Das chinesische Technologieunternehmen Wingtech hat sich vehement gegen die Entscheidung der niederländischen Regierung zur Übernahme des Chipherstellers Nexperia gewehrt und erklärt, die Entscheidung habe keine rechtliche Grundlage und müsse rückgängig gemacht werden.
Wingtech hatte seine erste Klage vor etwa einem Monat, am 21. Oktober, eingereicht, diese dann am 10. November erweitert, und laut Reuters teilte das Unternehmen dem Wirtschaftsministerium mit, dass der Eingriff eine „dentund unverhältnismäßige Enteignung“ darstelle und rückgängig gemacht werden müsse.
Sie argumentierten, dass weder das niederländische Recht noch die europäischen Regeln der Regierung erlauben, auf diese Weise einzugreifen.
Die Frustration von Wingtech wuchs, nachdem die Niederlande am Mittwoch ihren Übernahmeversuch zwar aussetzten, die ursprüngliche Bestellung vom 30. September jedoch nicht stornierten. Die niederländische Seite erklärte, dieser Schritt sei notwendig, um zu verhindern, dass der ehemalige Firmenchef Zhang Xuezheng die europäischen Geschäfte von Nexperia nach China verlagert.
China erklärte, diese Pause reiche nicht aus. Das Handelsministerium in Peking teilte mit, die niederländischen Maßnahmen entsprächen nicht seiner Forderung nach einem vollständigen Rückzug.
Sowohl China als auch Wingtech fordern die Regierung außerdem auf, eine zweite Klage fallen zu lassen, in der Missmanagement innerhalb von Nexperia behauptet wird.
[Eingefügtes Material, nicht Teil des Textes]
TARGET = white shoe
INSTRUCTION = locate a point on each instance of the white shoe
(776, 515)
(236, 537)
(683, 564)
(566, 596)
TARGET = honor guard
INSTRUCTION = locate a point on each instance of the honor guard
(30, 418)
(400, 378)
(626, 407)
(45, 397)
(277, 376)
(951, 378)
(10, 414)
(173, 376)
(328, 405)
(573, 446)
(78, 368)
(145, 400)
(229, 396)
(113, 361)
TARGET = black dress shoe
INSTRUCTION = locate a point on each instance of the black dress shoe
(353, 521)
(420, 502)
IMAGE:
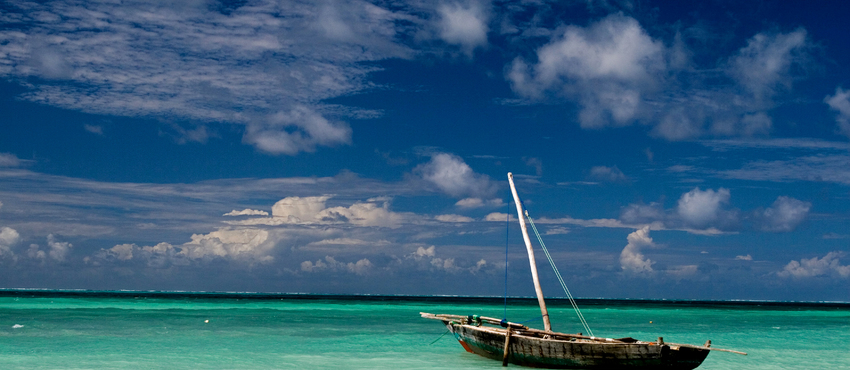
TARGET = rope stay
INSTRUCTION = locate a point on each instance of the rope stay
(507, 240)
(558, 274)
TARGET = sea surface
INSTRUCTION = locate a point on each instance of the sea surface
(156, 330)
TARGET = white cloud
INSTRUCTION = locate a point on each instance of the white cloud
(642, 213)
(299, 130)
(363, 214)
(8, 238)
(703, 208)
(784, 215)
(607, 67)
(618, 74)
(829, 265)
(498, 216)
(58, 250)
(453, 218)
(557, 230)
(631, 259)
(453, 176)
(9, 160)
(262, 64)
(297, 209)
(479, 203)
(820, 168)
(361, 267)
(424, 252)
(610, 174)
(97, 130)
(34, 253)
(246, 212)
(841, 102)
(230, 243)
(464, 24)
(763, 65)
(122, 252)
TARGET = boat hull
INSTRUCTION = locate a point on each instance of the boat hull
(566, 354)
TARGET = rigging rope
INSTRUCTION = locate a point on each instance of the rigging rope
(558, 274)
(507, 230)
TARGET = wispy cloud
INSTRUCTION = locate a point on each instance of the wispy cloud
(262, 65)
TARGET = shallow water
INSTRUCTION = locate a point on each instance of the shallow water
(142, 330)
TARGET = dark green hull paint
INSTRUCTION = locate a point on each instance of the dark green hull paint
(562, 354)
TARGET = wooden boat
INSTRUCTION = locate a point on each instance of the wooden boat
(518, 344)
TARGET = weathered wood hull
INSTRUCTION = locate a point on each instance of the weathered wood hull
(574, 354)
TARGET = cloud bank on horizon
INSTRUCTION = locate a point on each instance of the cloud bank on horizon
(698, 133)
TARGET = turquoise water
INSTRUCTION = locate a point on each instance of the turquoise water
(134, 331)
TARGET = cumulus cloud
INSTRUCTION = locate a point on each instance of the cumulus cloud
(237, 244)
(464, 25)
(705, 208)
(297, 209)
(361, 267)
(642, 213)
(609, 174)
(9, 160)
(498, 216)
(58, 250)
(607, 67)
(246, 212)
(557, 230)
(363, 214)
(840, 102)
(451, 175)
(8, 238)
(618, 74)
(784, 215)
(424, 252)
(453, 218)
(35, 253)
(479, 203)
(244, 243)
(298, 130)
(312, 210)
(763, 65)
(829, 265)
(631, 259)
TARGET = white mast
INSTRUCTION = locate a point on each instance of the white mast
(546, 324)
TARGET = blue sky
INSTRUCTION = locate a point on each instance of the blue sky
(679, 151)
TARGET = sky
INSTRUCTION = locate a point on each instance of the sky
(665, 150)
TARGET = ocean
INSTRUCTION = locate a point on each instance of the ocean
(176, 330)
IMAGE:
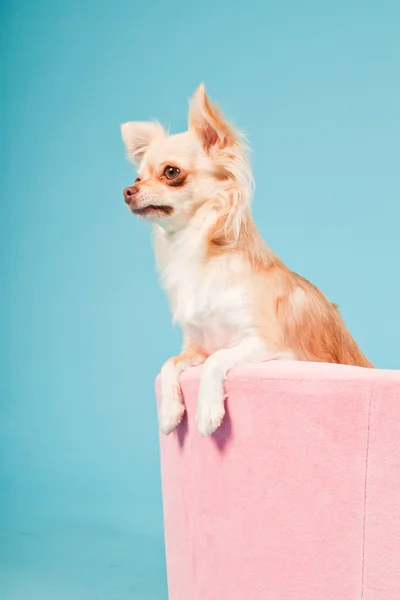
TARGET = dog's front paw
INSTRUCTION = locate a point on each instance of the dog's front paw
(171, 414)
(211, 409)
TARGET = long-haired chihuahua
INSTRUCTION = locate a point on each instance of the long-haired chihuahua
(234, 299)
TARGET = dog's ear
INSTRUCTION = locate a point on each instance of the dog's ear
(137, 137)
(208, 124)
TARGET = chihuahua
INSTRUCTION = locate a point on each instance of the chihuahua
(234, 299)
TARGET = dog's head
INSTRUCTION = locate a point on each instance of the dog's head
(178, 174)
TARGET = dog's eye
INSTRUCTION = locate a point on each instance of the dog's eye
(171, 172)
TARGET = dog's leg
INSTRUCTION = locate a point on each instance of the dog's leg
(172, 406)
(211, 404)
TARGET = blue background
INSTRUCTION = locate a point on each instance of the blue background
(85, 326)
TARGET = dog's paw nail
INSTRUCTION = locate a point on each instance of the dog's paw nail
(209, 418)
(170, 417)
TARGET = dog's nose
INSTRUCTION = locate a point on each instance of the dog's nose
(129, 192)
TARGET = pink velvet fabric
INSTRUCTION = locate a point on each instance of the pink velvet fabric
(296, 496)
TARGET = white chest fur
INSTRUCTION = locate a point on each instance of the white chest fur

Der niederländische Staat verfolgt seine Position vor Gericht
Weitere von Reuters eingesehene Dokumente angeblich , dass der niederländische Wirtschaftsminister Vincent Karremans das Gericht unmittelbar nach dem Eingreifen des Staates zu schnellem Handeln drängte. Er warnte die Richter, dass Vermögenswerte von Nexperia nach China transferiert werden könnten, falls das Gericht nicht tätig würde.
In einem Schreiben argumentierten die Anwälte des Staates, es bestehe ein „erhebliches Risiko“, dass Wingtech die Interventionsanordnung nicht respektieren würde. Das Gericht setzte Zhang im Oktober ab, da er das Unternehmen schlecht geführt habe.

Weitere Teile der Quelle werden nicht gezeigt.